Performance & Observability
The gateway is built for production throughput with prepared statement caching, query caching, rate limiting, and full observability.
Query Cache
LRU cache with configurable TTL and automatic table-level invalidation.
[gateway.cache]
enabled = true
max_entries = 1000
ttl_secs = 60
Behavior
- Cache key: Normalized query string + auth context hash
- Invalidation: Automatic on any mutation (
INSERT,UPDATE,DELETE) to the same table - Eviction: LRU when capacity is reached
- TTL: Configurable per-entry time-to-live
- Correctness: Concurrent reads during a mutation never serve stale data — invalidation is atomic
Cache Headers
Responses include cache status headers:
X-Cache: HIT # Served from cache
X-Cache: MISS # Fresh query executed
Prepared Statement Caching
The gateway caches prepared statements per query shape, eliminating repeated parse overhead.

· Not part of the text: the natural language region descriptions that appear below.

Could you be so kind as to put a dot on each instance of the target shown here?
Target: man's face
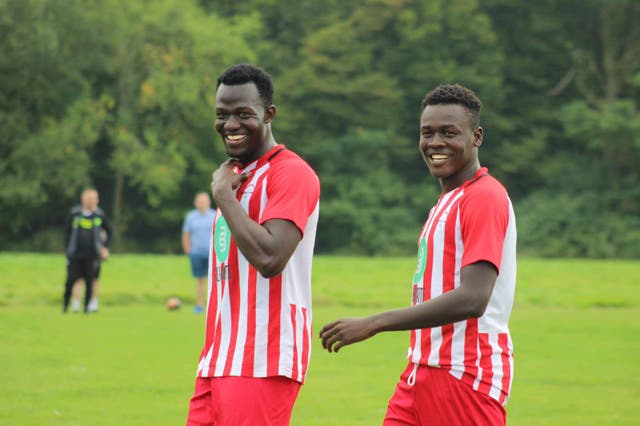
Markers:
(449, 142)
(241, 121)
(202, 202)
(89, 200)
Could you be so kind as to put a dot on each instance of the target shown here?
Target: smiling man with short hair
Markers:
(258, 331)
(461, 355)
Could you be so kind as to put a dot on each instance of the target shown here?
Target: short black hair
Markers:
(448, 94)
(247, 73)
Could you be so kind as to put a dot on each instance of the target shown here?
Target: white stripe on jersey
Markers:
(225, 329)
(238, 351)
(460, 327)
(496, 366)
(262, 326)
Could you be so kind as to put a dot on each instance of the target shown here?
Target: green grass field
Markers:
(575, 325)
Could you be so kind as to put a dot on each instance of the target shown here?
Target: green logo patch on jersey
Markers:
(222, 239)
(422, 261)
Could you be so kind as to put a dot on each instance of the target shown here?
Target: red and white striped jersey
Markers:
(474, 222)
(257, 326)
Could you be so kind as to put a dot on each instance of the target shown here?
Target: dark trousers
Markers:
(82, 265)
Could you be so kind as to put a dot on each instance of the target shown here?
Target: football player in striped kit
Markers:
(258, 327)
(461, 354)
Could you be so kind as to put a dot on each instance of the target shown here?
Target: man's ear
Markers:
(269, 113)
(477, 136)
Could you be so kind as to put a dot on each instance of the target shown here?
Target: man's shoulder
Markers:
(290, 161)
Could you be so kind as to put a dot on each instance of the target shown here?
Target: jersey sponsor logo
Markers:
(422, 261)
(222, 240)
(418, 295)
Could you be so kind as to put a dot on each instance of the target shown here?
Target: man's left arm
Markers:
(267, 246)
(465, 302)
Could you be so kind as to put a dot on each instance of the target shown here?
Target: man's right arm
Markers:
(186, 242)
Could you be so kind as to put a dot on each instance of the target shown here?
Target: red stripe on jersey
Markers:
(503, 343)
(217, 329)
(294, 369)
(448, 284)
(234, 306)
(471, 348)
(306, 343)
(249, 349)
(426, 333)
(485, 363)
(273, 344)
(250, 344)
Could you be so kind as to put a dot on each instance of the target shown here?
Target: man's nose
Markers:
(232, 123)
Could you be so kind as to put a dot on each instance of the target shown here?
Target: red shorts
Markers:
(236, 401)
(439, 399)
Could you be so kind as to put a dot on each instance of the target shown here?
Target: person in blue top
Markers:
(196, 239)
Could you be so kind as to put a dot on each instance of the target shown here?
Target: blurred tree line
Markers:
(120, 94)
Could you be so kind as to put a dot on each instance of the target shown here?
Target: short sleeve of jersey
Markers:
(484, 217)
(293, 191)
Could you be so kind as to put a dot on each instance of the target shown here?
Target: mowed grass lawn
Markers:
(575, 325)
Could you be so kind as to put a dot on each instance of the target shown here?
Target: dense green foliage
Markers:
(575, 355)
(119, 95)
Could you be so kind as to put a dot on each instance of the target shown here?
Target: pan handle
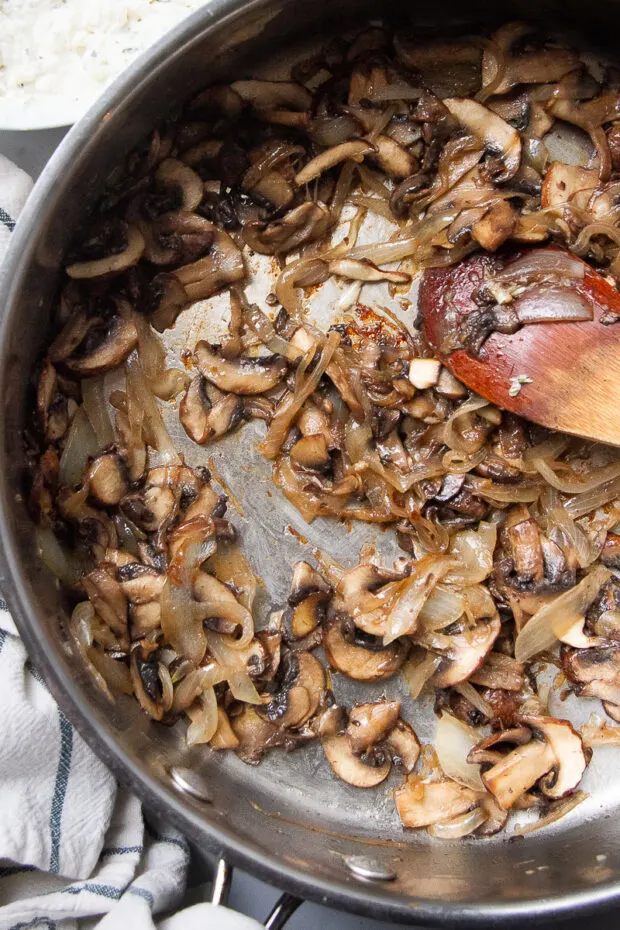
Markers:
(285, 906)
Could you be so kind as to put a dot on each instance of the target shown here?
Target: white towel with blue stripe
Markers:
(75, 849)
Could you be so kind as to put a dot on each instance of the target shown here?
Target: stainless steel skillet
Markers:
(288, 820)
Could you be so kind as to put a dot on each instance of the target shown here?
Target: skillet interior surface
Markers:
(288, 820)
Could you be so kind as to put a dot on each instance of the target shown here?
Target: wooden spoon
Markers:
(563, 375)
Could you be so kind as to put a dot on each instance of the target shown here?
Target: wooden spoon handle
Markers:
(570, 372)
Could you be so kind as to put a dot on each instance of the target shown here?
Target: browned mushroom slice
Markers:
(311, 452)
(309, 596)
(224, 737)
(306, 223)
(369, 723)
(493, 748)
(518, 771)
(360, 656)
(467, 653)
(568, 184)
(404, 745)
(218, 601)
(273, 95)
(421, 803)
(107, 598)
(107, 479)
(395, 159)
(140, 583)
(222, 266)
(499, 137)
(204, 421)
(105, 347)
(597, 671)
(41, 500)
(495, 227)
(567, 747)
(255, 734)
(167, 298)
(145, 679)
(111, 264)
(240, 375)
(173, 172)
(303, 687)
(351, 768)
(150, 509)
(52, 407)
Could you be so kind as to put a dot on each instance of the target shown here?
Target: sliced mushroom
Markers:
(495, 227)
(499, 137)
(355, 150)
(301, 692)
(467, 653)
(107, 479)
(222, 266)
(351, 768)
(395, 159)
(567, 747)
(140, 583)
(255, 734)
(171, 171)
(166, 299)
(568, 184)
(361, 657)
(240, 375)
(597, 671)
(111, 264)
(311, 452)
(105, 347)
(403, 745)
(370, 723)
(421, 803)
(150, 509)
(518, 771)
(224, 737)
(52, 407)
(306, 223)
(106, 596)
(204, 421)
(218, 601)
(145, 679)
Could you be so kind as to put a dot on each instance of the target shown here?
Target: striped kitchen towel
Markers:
(75, 849)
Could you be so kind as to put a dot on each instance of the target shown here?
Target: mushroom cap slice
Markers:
(420, 804)
(515, 774)
(350, 767)
(240, 375)
(121, 337)
(404, 745)
(107, 479)
(111, 264)
(468, 653)
(498, 136)
(358, 662)
(369, 723)
(569, 754)
(203, 421)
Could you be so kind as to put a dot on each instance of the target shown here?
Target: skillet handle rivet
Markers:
(190, 782)
(369, 869)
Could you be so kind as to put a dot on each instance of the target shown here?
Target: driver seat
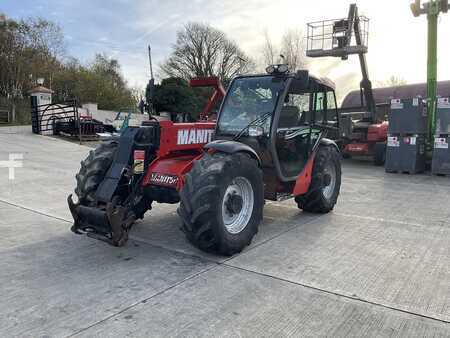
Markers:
(289, 117)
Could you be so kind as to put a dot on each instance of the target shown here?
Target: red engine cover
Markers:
(180, 145)
(377, 132)
(357, 148)
(184, 136)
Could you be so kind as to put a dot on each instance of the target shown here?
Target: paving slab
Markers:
(56, 284)
(397, 265)
(228, 302)
(161, 227)
(48, 173)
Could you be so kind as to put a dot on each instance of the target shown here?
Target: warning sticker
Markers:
(443, 103)
(396, 104)
(440, 143)
(393, 141)
(139, 158)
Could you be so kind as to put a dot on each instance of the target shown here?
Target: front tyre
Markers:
(222, 202)
(325, 184)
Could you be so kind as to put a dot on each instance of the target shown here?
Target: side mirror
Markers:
(255, 131)
(444, 6)
(303, 76)
(415, 8)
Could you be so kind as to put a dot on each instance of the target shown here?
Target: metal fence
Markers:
(64, 119)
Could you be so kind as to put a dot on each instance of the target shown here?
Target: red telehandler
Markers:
(269, 142)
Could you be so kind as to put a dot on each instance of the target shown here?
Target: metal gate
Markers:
(50, 119)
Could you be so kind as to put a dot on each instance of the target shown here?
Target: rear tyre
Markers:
(325, 184)
(379, 157)
(93, 170)
(222, 202)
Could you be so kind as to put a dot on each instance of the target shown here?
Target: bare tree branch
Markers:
(201, 50)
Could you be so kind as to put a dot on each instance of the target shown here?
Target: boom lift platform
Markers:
(341, 38)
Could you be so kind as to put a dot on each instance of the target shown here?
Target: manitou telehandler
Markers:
(269, 142)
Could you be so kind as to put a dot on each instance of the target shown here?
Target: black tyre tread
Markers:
(199, 199)
(93, 170)
(314, 201)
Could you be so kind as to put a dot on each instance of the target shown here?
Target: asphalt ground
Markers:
(378, 265)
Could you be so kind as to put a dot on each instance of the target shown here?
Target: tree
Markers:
(201, 50)
(393, 81)
(29, 49)
(291, 46)
(175, 96)
(100, 82)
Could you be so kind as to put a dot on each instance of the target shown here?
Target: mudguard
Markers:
(231, 147)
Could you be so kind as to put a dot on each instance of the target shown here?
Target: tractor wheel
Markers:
(379, 156)
(222, 202)
(325, 184)
(93, 171)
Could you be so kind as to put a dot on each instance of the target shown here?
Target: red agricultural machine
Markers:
(363, 127)
(269, 142)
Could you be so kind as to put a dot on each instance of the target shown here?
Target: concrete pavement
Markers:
(379, 265)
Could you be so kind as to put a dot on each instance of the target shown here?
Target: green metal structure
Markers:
(432, 9)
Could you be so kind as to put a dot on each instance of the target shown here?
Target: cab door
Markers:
(293, 132)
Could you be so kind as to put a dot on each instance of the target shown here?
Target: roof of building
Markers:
(384, 95)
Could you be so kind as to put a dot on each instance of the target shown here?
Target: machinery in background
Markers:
(363, 130)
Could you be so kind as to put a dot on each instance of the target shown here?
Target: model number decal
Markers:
(163, 179)
(194, 136)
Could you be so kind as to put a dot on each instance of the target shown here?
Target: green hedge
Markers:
(23, 110)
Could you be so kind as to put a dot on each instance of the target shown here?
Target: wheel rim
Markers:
(237, 205)
(328, 190)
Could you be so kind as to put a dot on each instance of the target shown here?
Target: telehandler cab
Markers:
(269, 142)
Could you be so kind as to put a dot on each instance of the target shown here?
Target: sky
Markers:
(123, 28)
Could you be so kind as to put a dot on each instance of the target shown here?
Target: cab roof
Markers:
(321, 81)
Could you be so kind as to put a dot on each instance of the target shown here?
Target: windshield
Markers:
(248, 99)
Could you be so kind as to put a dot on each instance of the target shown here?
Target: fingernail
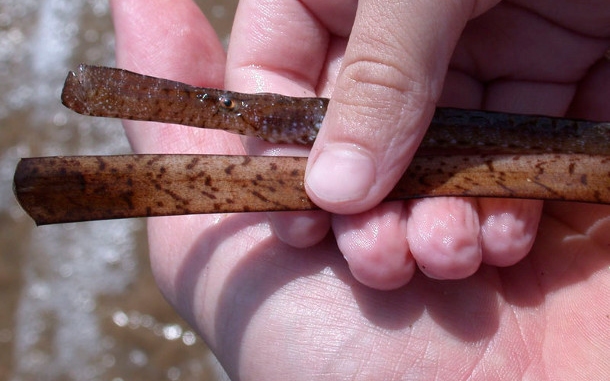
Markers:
(341, 173)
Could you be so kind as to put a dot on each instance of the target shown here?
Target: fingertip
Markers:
(300, 229)
(508, 229)
(444, 237)
(340, 178)
(374, 244)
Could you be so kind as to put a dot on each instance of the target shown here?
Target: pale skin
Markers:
(275, 303)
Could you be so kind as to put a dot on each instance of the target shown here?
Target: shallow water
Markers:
(78, 300)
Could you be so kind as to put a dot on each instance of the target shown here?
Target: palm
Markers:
(254, 298)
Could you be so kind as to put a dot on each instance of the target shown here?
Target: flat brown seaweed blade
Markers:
(70, 189)
(118, 93)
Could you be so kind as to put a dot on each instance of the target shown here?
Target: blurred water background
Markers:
(77, 301)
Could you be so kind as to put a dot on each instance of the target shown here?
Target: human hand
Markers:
(270, 310)
(385, 84)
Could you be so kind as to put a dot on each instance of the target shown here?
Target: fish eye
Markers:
(227, 103)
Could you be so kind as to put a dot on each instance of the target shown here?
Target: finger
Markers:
(508, 229)
(374, 243)
(149, 42)
(444, 237)
(299, 229)
(390, 80)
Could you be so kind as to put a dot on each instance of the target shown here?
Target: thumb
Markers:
(391, 77)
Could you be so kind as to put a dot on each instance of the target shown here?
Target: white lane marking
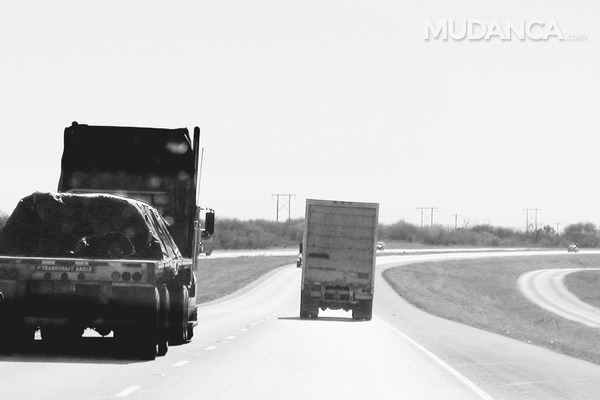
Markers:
(127, 391)
(245, 294)
(180, 363)
(440, 362)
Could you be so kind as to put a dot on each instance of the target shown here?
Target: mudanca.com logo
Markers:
(477, 30)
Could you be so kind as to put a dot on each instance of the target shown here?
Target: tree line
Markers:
(233, 233)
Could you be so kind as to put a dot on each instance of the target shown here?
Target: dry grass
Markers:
(222, 276)
(483, 293)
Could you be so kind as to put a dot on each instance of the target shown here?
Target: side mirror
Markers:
(209, 222)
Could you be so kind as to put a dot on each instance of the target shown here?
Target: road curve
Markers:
(546, 288)
(253, 345)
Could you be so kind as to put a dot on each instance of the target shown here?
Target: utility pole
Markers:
(528, 218)
(455, 220)
(424, 216)
(283, 205)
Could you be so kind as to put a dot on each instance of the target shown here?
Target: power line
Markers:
(529, 218)
(455, 221)
(283, 205)
(424, 216)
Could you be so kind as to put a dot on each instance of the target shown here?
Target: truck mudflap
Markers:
(359, 300)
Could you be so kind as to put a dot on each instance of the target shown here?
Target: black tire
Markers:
(308, 308)
(178, 315)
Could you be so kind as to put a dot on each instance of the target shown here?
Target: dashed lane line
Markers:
(180, 363)
(127, 391)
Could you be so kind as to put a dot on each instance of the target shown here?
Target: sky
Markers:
(340, 100)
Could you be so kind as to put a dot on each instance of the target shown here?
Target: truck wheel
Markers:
(163, 321)
(363, 310)
(178, 315)
(308, 308)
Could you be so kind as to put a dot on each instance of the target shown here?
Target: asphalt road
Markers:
(252, 345)
(546, 289)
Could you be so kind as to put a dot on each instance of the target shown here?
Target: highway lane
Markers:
(253, 345)
(546, 289)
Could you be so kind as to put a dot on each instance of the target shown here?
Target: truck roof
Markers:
(46, 224)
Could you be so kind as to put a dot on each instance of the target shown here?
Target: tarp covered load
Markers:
(82, 226)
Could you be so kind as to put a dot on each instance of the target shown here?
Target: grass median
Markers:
(483, 293)
(218, 277)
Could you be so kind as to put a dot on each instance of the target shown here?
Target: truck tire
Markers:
(163, 321)
(363, 310)
(178, 315)
(308, 308)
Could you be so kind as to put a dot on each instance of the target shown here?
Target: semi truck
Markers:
(338, 257)
(115, 249)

This is separate from the query cache — it caches the PostgreSQL server-side prepared statement, not the result.
Rate Limiting
Built-in token-bucket rate limiter keyed by client IP:
[gateway]
rate_limit_rate = 100.0 # Tokens refilled per second
rate_limit_burst = 200 # Maximum burst capacity
When exceeded, the gateway returns:
HTTP/1.1 429 Too Many Requests
Retry-After: 1
{
"error": {
"code": "RATE_LIMITED",
"message": "Too many requests",
"status": 429
}
}
Request Timeouts
All queries have a configurable timeout (default: 30 seconds, set via statement_timeout_ms in qail.toml). Long-running queries are cancelled and return:
{
"error": {
"code": "TIMEOUT",
"message": "Request timed out",
"status": 408
}
}
Prometheus Metrics
GET /metrics
Exposes request counts, latencies (p50/p95/p99), error rates, cache hit ratios, and connection pool stats in Prometheus format.
Request Tracing
Every response includes tracing headers:
X-Request-Id: req-uuid-... # Unique request identifier
X-Response-Time: 12ms # Duration
Health Check
GET /health
Returns 200 OK when the gateway and database connection are healthy.
Schema Introspection
GET /api/_schema # Full schema: tables, columns, types, FKs
GET /api/_openapi # Auto-generated OpenAPI 3.0 spec
The OpenAPI spec is generated from the live database schema — always up to date.
EXPLAIN Cost Guard
The gateway runs EXPLAIN on read queries before execution to reject expensive queries early.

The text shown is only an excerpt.